Ukip led the way to Brexit, but now the party is on less than 10 per cent in the polls. 

Ukip could be finished. Ukip has only ever had two MPs, but it held an outside influence on politics: without it, we’d probably never have had the EU referendum. But Brexit has turned Ukip into a single-issue party without an issue. Ukip’s sole remaining MP, Douglas Carswell, left the party in March 2017, and told Sky News’ Adam Boulton that there was “no point” to the party anymore. 

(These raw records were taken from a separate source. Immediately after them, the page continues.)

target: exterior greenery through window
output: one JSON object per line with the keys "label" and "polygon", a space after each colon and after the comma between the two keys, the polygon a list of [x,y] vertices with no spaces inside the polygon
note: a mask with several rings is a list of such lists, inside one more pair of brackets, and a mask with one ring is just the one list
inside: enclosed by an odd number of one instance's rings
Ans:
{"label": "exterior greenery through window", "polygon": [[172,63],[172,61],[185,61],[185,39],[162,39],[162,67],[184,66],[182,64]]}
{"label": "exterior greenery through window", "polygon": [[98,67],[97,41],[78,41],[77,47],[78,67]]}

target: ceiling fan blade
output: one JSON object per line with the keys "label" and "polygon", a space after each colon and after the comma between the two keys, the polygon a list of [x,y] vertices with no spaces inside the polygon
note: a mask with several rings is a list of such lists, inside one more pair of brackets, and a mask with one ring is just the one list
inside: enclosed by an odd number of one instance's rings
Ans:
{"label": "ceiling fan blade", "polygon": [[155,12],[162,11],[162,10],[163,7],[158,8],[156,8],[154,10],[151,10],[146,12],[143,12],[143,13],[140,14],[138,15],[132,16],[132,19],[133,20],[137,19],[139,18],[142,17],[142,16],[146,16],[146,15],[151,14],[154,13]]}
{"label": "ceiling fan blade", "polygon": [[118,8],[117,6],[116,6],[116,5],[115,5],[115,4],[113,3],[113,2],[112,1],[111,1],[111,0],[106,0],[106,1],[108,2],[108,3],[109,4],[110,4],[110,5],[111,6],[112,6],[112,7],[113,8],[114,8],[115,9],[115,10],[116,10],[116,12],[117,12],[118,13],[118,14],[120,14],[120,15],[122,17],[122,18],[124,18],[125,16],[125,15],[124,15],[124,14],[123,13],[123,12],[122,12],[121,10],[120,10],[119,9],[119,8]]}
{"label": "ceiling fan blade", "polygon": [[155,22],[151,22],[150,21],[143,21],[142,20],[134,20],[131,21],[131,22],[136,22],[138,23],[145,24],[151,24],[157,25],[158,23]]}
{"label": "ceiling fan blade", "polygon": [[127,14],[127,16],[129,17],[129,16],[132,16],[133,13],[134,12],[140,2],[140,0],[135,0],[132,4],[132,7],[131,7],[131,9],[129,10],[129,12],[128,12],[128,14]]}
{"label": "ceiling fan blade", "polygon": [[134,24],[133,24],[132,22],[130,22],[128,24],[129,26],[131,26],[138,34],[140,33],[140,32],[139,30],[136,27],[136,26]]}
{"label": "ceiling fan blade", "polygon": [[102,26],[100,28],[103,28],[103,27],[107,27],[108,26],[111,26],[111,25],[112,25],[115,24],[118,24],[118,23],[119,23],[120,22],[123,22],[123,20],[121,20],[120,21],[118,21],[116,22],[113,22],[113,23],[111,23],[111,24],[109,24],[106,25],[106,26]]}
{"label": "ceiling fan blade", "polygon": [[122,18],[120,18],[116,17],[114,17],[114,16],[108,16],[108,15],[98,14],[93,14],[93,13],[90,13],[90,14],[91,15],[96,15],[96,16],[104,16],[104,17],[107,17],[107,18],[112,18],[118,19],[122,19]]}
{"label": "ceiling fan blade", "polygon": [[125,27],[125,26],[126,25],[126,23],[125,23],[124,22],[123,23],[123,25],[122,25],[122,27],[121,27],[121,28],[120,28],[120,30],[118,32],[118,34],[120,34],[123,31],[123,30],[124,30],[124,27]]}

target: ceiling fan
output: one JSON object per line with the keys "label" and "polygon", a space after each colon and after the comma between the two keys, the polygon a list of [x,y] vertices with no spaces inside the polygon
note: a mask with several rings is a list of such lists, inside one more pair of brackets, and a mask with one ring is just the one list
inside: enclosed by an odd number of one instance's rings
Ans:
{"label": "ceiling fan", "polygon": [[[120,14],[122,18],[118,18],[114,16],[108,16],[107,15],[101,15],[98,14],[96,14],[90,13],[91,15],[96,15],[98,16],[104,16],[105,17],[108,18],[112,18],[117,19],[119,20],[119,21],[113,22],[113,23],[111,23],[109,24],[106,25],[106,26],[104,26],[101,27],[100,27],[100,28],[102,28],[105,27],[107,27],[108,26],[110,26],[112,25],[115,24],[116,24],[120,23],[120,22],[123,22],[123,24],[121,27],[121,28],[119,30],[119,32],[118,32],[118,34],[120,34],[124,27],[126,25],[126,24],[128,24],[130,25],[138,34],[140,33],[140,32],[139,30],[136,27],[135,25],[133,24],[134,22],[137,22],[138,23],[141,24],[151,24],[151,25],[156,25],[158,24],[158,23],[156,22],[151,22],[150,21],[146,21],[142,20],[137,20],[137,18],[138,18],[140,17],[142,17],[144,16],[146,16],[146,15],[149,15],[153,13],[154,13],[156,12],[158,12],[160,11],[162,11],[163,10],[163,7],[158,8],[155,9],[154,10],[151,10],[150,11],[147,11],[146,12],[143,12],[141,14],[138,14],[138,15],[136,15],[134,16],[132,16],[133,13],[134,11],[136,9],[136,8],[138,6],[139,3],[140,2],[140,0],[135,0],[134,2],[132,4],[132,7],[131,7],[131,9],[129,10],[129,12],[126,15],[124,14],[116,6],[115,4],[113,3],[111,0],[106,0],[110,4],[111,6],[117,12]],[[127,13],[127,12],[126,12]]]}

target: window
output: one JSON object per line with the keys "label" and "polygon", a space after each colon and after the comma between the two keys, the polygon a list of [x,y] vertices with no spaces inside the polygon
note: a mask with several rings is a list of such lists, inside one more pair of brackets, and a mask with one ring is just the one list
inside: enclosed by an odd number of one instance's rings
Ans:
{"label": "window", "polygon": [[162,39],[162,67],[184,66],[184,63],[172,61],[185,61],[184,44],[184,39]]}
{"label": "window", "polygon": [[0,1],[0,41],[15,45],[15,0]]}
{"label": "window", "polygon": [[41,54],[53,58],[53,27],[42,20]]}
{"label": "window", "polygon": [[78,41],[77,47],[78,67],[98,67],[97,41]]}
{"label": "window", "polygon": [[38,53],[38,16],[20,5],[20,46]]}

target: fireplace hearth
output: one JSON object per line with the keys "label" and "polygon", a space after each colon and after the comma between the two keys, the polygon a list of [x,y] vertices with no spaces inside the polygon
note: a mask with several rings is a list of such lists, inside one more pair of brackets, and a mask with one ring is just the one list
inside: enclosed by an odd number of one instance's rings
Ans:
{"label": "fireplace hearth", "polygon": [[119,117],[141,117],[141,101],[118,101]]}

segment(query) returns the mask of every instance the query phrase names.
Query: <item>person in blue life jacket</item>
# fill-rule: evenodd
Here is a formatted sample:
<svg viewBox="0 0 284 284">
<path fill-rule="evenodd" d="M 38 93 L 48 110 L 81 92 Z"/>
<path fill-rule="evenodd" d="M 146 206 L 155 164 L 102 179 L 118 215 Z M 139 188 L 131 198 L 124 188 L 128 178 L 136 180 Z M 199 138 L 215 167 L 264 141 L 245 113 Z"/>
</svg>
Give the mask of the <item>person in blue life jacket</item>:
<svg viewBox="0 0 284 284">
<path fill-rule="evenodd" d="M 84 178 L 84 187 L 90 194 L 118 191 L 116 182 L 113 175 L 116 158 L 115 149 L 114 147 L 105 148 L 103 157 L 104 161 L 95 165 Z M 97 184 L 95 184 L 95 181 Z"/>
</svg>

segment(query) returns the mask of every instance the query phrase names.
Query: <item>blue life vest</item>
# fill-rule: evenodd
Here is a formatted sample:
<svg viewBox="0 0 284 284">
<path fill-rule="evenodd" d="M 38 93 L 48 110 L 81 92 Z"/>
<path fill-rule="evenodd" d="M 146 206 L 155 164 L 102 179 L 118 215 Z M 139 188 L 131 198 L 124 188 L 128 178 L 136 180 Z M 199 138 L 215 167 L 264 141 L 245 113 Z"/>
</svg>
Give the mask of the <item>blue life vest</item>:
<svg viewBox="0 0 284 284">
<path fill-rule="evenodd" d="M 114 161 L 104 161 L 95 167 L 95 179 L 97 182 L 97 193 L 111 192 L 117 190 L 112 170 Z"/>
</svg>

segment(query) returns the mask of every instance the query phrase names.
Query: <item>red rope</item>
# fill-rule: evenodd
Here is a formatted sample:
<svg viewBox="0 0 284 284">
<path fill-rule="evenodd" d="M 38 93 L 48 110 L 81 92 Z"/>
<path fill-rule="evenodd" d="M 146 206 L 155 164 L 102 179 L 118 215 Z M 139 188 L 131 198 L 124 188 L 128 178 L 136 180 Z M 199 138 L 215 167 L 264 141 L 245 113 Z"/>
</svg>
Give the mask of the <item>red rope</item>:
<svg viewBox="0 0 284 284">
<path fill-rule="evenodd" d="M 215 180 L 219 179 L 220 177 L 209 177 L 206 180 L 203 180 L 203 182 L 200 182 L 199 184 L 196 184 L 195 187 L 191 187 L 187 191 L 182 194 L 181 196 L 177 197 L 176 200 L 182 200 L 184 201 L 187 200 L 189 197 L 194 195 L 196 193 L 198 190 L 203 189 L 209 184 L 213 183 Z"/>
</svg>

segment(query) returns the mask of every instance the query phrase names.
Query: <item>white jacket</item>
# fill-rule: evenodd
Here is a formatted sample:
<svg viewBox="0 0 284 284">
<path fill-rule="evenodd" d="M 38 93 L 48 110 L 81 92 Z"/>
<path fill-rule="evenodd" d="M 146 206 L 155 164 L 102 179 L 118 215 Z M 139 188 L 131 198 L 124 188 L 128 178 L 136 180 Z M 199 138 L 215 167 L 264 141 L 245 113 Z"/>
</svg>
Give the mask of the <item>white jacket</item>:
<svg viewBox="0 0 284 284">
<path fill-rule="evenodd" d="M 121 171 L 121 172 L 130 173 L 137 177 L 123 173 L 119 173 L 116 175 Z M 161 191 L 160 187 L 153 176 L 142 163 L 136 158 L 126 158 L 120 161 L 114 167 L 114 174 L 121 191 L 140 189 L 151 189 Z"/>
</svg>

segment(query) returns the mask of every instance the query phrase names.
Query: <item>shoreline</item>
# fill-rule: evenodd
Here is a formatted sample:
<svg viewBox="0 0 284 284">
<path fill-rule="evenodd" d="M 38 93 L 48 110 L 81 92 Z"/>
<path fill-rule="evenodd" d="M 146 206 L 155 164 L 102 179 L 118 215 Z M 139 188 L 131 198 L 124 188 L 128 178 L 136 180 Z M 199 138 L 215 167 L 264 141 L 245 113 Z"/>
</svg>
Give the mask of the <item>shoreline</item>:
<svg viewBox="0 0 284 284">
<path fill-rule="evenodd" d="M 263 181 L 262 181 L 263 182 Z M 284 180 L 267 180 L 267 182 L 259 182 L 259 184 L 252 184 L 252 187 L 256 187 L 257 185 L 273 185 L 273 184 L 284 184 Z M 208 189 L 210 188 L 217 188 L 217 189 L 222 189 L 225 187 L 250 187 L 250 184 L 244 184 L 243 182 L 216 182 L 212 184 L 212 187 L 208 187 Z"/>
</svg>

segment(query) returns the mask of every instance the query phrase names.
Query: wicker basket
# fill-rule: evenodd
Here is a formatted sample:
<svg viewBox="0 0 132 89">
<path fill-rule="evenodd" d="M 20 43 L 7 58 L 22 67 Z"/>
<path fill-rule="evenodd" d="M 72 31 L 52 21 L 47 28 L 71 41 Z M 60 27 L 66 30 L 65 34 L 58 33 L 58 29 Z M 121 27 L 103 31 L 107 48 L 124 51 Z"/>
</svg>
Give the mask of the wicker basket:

Not everyone in Ukip has given up, though: Nigel Farage told Peston on Sunday that Ukip “will survive”, and current leader Paul Nuttall will be contesting a seat this year. But Ukip is standing in fewer constituencies than last time thanks to a shortage of both money and people. Who benefits if Ukip is finished? It’s likely to be the Tories. 

Is Ukip finished? 

What are Ukip's poll ratings?

Ukip’s poll ratings peaked in June 2016 at 16 per cent. Since the leave campaign’s success, that has steadily declined so that Ukip is going into the 2017 general election on 4 per cent, according to the latest polls. If the polls can be trusted, that’s a serious collapse.

Can Ukip get anymore MPs?

In the 2015 general election Ukip contested nearly every seat and got 13 per cent of the vote, making it the third biggest party (although is only returned one MP). Now Ukip is reportedly struggling to find candidates and could stand in as few as 100 seats. Ukip leader Paul Nuttall will stand in Boston and Skegness, but both ex-leader Nigel Farage and donor Arron Banks have ruled themselves out of running this time.

How many members does Ukip have?

Ukip’s membership declined from 45,994 at the 2015 general election to 39,000 in 2016. That’s a worrying sign for any political party, which relies on grassroots memberships to put in the campaigning legwork.

What does Ukip's decline mean for Labour and the Conservatives? 

The rise of Ukip took votes from both the Conservatives and Labour, with a nationalist message that appealed to disaffected voters from both right and left. But the decline of Ukip only seems to be helping the Conservatives. Stephen Bush has written about how in Wales voting Ukip seems to have been a gateway drug for traditional Labour voters who are now backing the mainstream right; so the voters Ukip took from the Conservatives are reverting to the Conservatives, and the ones they took from Labour are transferring to the Conservatives too.

Ukip might be finished as an electoral force, but its influence on the rest of British politics will be felt for many years yet.